El rubio enmudeció, asustado al darse cuenta de que acababa de revelar más de lo que él mismo sospechaba. El moreno de la cicatriz lo miró con un odio asesino.
-Responde- insistió Alara.- ¿os han vacunado?-.
-¿Seguro que la Inquisición no me matará…?
-¡He hecho un juramento, hereje!- rugió Alara.- ¿Pones en duda la palabra de una Adepta Sororitas?-.
El hombre reculó, acobardado.
-N… no. Claro que no. Sí, hay una vacuna. Nos la pusieron. El virus no nos afecta. No puede-.
Alara echó un vistazo al mapa.
-Por lo que veo, ibais a volar los puentes, ¿no es así?-.
-Supongo que sí, si las marcas están ahí. No conozco todos los detalles del plan. Ni siquiera él los conoce- añadió, señalando con la cabeza al de la cicatriz.- Sólo los sacerdotes conocían todos los detalles. Nos coordinaban a través de los medallones-.
-Muy bien- Alara hizo una señas a Gaskill y se lo llevó a un lado.- Agente, necesitamos que nos lleven cuanto antes a la isla Zarasakis. Aún hay peligro allí-.
-¿Está segura, hermana? De momento, todo parece tranquilo. No hay humo ni señal alguna de explosiones; los puentes siguen intactos. Si no han podido llegar…
-Podrían haber llegado a través de los puentes, confundiéndose con los civiles fugitivos. O podrían estar ya ocultos en la isla. Estos atentados han requerido meses de preparación. Ayer fue la fiesta de la Luminaria; los controles y la seguridad eran extremos. Si tenían a gente allí para actuar hoy, debían llevar instalados muchos días. Puede que hasta semanas-.
Gaskill asintió. Alara no le dijo, porque ni ella misma habría sabido explicarlo del todo, que había algo más. Un sexto sentido en su interior, el mismo sentido que la había guiado en Shantuor Ledeesme y que le había provocado el sueño premonitorio acerca del mutante, la estaba advirtiendo a voz en grito que aquello no había terminado. Zarasakis seguía en peligro, y Octavia y ella debían actuar. Tenían que llegar a la isla de inmediato, o algo terrible pasaría. Estaba segura de ello.
-Inmovilicen a esos herejes de la mejor forma que puedan- continuó la joven.- Cuando nos dejen en la isla, traten de contactar con la Inquisición. Mi superior es el Investigador Legado Mathias Trandor, del Ordo Xenos. Su objetivo es buscar un modo de neutralizar los contagios, de modo que debe estar en un hospital, aunque no sé en cuál. Encuéntrelo y entréguele a los herejes. No debe permitir que escapen ni que mueran; es fundamental. En su sangre llevan la cura a la infección. Y si tienen que vérselas con más rebeldes, quítenles siempre los medallones que llevan al cuello; no sólo los conectan con los brujos paganos, sino que hacen que sus cadáveres se levanten después de muertos y sigan luchando-.

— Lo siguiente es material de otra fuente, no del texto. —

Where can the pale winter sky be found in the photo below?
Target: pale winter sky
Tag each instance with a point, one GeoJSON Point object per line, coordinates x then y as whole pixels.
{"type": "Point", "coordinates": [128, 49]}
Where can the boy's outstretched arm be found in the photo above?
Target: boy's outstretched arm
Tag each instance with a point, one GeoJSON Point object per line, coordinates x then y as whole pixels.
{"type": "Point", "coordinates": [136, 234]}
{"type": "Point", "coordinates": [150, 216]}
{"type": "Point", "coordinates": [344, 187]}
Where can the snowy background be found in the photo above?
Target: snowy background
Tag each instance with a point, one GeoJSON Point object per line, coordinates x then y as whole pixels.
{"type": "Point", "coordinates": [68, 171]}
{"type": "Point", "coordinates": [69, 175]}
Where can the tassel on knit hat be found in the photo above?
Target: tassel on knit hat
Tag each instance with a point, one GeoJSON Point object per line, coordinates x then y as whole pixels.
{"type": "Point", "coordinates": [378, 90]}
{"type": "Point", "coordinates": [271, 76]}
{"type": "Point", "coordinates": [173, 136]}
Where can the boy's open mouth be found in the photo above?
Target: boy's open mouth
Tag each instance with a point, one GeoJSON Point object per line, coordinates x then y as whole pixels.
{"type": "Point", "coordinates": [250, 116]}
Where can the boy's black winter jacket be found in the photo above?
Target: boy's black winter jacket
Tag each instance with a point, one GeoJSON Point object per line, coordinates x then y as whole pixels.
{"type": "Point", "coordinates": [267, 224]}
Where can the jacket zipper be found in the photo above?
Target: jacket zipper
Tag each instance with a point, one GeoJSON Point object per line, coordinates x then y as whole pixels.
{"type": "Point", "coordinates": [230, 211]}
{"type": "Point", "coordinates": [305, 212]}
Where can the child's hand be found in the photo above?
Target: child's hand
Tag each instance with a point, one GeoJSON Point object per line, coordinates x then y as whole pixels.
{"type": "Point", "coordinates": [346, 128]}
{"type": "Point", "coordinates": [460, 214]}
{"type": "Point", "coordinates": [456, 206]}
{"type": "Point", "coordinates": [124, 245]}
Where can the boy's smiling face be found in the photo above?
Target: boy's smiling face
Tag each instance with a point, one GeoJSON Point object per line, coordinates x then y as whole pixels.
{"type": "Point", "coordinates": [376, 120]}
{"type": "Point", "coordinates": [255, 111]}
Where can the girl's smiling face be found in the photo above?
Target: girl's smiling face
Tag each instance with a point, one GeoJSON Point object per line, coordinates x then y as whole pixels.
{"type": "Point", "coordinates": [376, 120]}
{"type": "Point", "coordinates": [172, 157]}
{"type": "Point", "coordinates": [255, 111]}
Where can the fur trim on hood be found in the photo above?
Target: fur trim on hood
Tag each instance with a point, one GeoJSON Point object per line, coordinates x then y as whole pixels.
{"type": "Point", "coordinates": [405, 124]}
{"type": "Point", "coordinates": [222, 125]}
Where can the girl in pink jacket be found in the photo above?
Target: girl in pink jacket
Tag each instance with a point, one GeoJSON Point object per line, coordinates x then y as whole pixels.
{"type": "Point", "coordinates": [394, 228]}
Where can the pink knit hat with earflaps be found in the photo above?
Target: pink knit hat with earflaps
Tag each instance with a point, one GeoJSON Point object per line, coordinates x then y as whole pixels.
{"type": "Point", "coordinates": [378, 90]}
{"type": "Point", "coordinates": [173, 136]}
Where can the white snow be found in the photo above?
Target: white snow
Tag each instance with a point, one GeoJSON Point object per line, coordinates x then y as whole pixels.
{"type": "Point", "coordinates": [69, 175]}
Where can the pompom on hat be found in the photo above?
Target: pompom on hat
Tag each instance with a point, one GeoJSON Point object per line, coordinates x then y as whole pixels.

-A sus órdenes, hermana- dijo el sargento.
De la costa había llegado ya otra patrullera en auxilio, cuyos tecnomantes acababan de instalar los amarres para remolcar la patrullera dañada hasta tierra firme. Los Arbitradores izaron a los presos hasta la nave y Gaskill ordenó al agente Lozzar que llevara a las dos Sororitas lo más rápido posible a Zarasakis.
-¿Está segura de lo que le ha dicho a los herejes, hermana?- le murmuró a Alara antes de despedirse de ella.- ¿Realmente va la Inquisición a respetar sus vidas?-.
-Oh, sí- respondió Alara.- Insístale en ello al doctor Trandor, se lo ruego. Si no lo encuentra a él, entregue los prisioneros al Legado Syrio Dryas, del Ordo Hereticus, que también se encuentra en Morloss, y transmítale mis instrucciones. Mathias Trandor es uno de los mejores bioquímicos que hay en Vermix en este momento; si alguien es capaz de encontrar la cura, será él. En cuanto a los herejes… existen otros castigos aparte de la pena de muerte. El adolescente, ese llorica, podrá hacer un buen papel convertido en servidor. A los otros tres hijos de la Disformidad, que los entreguen a la Eclesiarquía en cuanto el Ordo Xenos acabe con ellos. Siempre andamos necesitados de arcoflagelantes-.